The same reason — pandemic — is attributed to the rise in digital payment as well. The RBI in its Annual Report 2020-21 noted that the Covid-19 pandemic fuelled the proliferation of digital modes of payments.

While many like Mallika preferred or were forced to stick to digital for no-contact delivery of essential items due to the fear of contracting the Coronavirus, it wasn’t an option for many men and women — farmers, labourers, elderly, digitally unlettered — who generally don’t come to mind at once when talking of a cashless economy.

Sachin Meega, a farmer leader and president of Karnataka Kisan Congress, says other than commercial crop farmers, the rest are still struggling as an aftereffect of demonetisation. “When the note ban was announced, it crippled the rural economy with lesser cash and farmers couldn’t buy seeds and fertilisers.

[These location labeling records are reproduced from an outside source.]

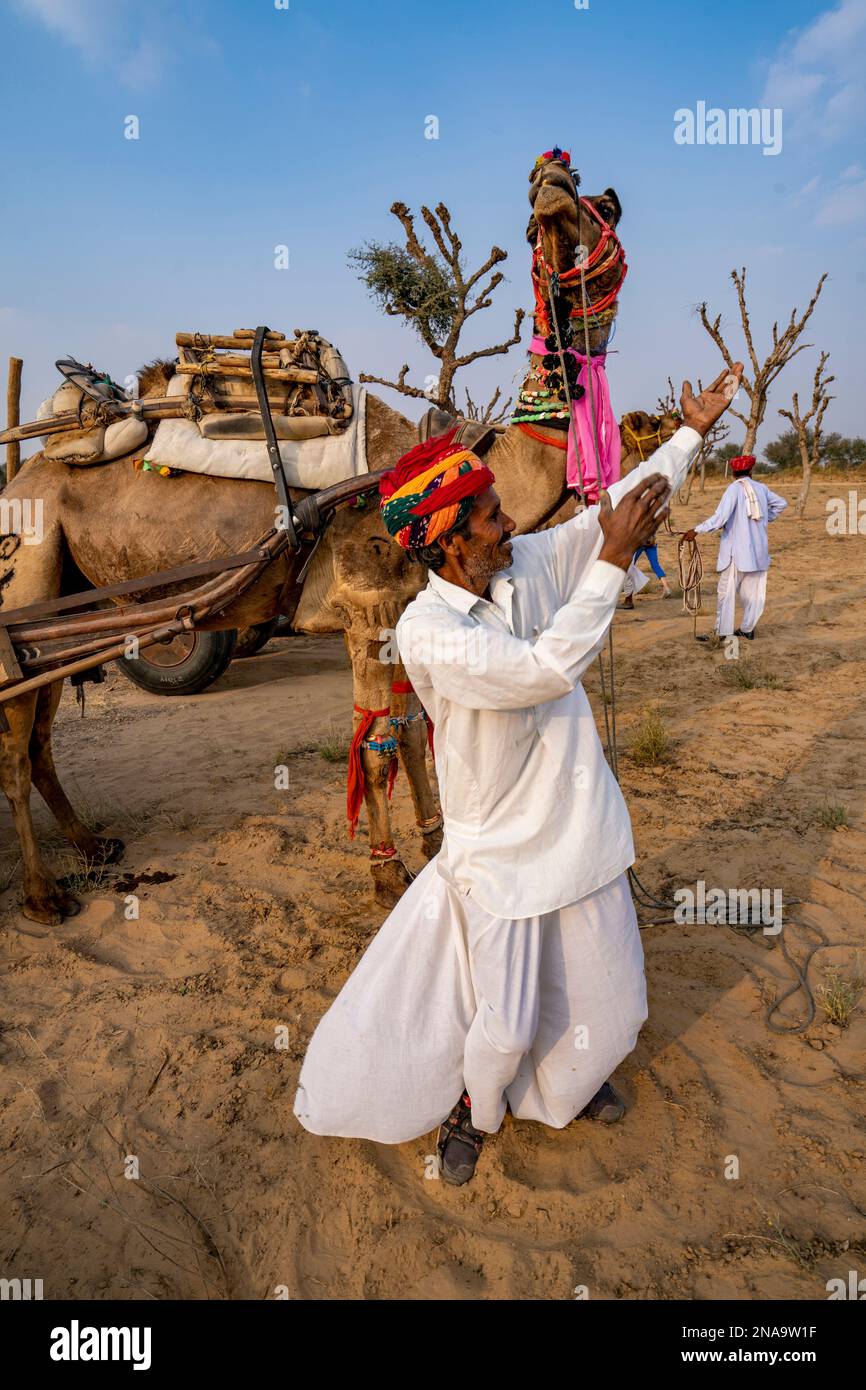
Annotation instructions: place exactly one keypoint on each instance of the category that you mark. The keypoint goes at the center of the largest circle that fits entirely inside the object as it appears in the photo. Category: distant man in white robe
(510, 975)
(744, 514)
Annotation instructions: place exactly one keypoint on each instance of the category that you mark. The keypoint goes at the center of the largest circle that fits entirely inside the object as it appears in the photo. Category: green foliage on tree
(421, 291)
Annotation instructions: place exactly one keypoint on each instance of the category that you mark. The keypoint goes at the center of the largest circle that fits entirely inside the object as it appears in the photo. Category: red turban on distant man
(431, 489)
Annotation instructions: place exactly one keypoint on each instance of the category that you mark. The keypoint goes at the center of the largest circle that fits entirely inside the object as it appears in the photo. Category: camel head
(570, 234)
(642, 434)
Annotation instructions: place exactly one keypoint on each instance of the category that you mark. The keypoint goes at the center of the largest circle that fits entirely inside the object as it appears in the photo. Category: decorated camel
(116, 523)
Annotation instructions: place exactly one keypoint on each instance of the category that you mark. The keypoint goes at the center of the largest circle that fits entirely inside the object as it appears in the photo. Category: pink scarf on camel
(608, 428)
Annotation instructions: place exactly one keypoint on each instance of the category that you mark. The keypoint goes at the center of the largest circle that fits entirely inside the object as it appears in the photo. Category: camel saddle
(89, 419)
(473, 434)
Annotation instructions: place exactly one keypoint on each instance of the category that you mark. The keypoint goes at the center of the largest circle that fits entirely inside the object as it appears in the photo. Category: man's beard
(481, 566)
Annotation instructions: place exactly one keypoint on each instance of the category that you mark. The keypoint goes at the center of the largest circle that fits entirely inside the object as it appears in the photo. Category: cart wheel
(186, 665)
(250, 640)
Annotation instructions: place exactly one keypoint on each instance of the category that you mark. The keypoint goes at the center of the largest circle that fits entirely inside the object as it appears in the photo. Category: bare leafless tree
(762, 375)
(494, 413)
(811, 446)
(434, 295)
(667, 405)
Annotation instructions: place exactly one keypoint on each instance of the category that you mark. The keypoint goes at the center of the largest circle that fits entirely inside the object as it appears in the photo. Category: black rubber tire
(209, 658)
(250, 640)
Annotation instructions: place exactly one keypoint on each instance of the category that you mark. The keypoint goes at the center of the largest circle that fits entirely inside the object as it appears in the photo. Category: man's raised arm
(483, 667)
(573, 546)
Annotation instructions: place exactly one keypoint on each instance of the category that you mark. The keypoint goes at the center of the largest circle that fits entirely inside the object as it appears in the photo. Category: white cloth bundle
(309, 463)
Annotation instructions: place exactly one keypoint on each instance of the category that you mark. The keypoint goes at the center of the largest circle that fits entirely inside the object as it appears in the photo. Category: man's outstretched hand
(634, 521)
(702, 412)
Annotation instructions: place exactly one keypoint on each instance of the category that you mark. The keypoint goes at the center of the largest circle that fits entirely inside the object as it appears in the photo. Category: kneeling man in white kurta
(512, 972)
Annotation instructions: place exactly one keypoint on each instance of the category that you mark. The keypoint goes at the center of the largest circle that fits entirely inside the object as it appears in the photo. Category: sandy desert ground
(154, 1037)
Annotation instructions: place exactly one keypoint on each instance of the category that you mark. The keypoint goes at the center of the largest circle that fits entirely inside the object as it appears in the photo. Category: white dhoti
(534, 1014)
(752, 590)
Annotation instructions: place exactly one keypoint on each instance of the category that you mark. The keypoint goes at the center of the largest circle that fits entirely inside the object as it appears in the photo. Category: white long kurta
(513, 963)
(535, 1012)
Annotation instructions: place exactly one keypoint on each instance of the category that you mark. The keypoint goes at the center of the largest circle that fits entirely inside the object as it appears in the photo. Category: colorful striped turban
(431, 489)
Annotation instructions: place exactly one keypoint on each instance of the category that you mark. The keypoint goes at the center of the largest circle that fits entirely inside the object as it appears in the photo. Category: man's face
(488, 548)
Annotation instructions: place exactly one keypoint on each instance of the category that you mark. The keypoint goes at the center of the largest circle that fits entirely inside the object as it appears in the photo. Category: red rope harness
(534, 434)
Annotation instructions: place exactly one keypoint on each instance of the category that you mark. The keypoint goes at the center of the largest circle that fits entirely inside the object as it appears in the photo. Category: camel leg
(371, 690)
(412, 747)
(389, 875)
(43, 898)
(97, 849)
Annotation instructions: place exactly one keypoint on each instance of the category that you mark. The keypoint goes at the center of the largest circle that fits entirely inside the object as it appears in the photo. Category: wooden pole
(13, 416)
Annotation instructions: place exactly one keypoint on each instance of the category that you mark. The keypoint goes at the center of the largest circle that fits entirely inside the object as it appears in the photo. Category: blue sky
(262, 127)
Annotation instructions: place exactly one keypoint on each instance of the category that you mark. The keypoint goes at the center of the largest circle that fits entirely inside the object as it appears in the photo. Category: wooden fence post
(13, 416)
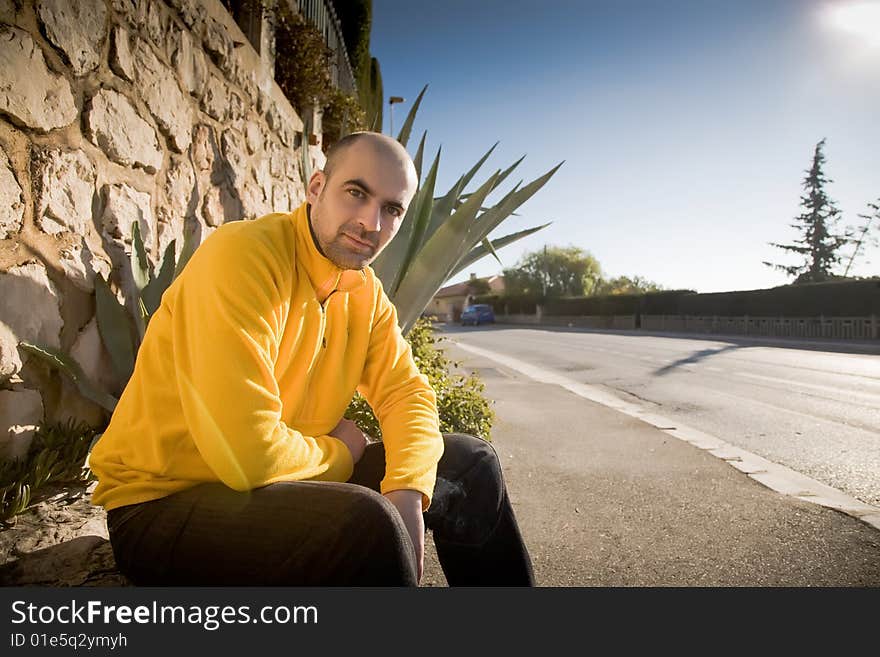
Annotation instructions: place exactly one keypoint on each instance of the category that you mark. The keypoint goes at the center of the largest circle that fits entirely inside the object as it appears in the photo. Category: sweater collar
(323, 274)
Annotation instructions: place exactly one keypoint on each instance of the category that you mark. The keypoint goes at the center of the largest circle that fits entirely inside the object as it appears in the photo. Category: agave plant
(121, 331)
(441, 236)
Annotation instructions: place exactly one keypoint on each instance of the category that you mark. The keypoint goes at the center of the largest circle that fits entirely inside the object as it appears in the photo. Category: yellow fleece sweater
(243, 371)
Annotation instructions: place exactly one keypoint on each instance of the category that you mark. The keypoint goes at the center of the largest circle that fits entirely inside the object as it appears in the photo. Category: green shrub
(56, 456)
(460, 402)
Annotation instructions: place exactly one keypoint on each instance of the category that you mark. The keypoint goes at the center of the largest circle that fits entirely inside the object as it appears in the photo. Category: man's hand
(409, 504)
(348, 432)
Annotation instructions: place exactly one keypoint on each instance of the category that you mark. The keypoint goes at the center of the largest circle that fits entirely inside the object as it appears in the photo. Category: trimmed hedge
(843, 298)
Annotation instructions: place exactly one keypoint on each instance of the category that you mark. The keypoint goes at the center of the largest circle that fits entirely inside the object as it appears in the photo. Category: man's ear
(316, 186)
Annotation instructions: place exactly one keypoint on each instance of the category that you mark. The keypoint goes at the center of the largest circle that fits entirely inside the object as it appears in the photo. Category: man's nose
(371, 218)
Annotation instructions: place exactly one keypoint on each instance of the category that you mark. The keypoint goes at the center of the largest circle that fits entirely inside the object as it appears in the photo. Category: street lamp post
(391, 101)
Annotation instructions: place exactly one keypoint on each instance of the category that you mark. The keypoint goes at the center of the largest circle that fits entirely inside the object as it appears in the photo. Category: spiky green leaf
(152, 294)
(114, 325)
(68, 366)
(140, 265)
(419, 154)
(434, 264)
(479, 252)
(189, 246)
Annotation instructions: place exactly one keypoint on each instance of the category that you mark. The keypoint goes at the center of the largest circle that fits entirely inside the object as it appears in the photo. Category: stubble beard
(343, 257)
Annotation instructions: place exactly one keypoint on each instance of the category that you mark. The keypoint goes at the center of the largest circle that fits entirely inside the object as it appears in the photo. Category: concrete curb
(772, 475)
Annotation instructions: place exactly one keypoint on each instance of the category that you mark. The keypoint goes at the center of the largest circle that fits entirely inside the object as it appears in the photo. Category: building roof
(462, 289)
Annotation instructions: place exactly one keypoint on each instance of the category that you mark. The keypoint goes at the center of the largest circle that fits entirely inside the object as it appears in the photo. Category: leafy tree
(626, 285)
(819, 243)
(554, 271)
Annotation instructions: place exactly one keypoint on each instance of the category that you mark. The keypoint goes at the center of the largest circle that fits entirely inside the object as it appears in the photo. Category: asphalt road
(607, 499)
(799, 404)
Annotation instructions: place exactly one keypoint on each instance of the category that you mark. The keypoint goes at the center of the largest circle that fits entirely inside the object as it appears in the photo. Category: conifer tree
(819, 243)
(863, 237)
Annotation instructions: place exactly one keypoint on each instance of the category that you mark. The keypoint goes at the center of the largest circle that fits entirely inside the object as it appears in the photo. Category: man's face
(358, 209)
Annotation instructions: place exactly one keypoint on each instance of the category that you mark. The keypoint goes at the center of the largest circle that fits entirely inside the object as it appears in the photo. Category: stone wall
(114, 112)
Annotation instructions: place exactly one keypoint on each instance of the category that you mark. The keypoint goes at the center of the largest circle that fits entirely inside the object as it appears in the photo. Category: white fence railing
(845, 328)
(841, 328)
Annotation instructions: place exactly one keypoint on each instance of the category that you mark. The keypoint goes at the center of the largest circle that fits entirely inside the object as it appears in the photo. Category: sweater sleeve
(404, 404)
(228, 316)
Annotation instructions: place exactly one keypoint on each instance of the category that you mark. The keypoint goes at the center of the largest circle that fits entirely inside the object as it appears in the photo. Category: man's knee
(382, 540)
(468, 493)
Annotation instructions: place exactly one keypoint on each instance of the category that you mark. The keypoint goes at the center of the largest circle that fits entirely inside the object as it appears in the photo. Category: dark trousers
(312, 533)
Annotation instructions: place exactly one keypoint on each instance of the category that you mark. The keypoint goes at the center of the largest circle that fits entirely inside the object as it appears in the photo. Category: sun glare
(858, 18)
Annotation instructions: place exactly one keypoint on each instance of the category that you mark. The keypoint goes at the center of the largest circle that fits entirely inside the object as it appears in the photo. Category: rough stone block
(30, 307)
(204, 148)
(29, 93)
(123, 206)
(11, 200)
(158, 20)
(215, 102)
(217, 43)
(134, 12)
(114, 125)
(189, 63)
(65, 184)
(77, 28)
(121, 57)
(81, 263)
(89, 352)
(163, 96)
(21, 412)
(235, 153)
(179, 193)
(10, 359)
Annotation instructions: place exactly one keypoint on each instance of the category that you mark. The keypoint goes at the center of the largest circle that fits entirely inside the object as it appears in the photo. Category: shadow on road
(694, 358)
(735, 341)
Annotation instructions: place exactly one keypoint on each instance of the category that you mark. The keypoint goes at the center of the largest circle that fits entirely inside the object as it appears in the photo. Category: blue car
(477, 314)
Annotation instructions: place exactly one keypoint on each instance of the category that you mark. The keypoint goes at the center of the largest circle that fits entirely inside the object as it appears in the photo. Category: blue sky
(685, 126)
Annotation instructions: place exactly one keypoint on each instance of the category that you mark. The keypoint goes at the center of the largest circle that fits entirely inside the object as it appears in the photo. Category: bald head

To save the crops, many took loans from money lenders at higher rates of interest, which they are still paying back,” he says. Even the dairy sector is in a difficult state.

“Before demonetisation, the cost of feed was Rs 600 per 50kg bag. Today, it has increased to Rs 1,300. So where’s the real benefit? It only increased the input costs. Farmers are still getting Rs 26 per litre of milk as it was in 2016.”

Black money, he says, is not in farmers’ pockets. “They are still struggling for survival.”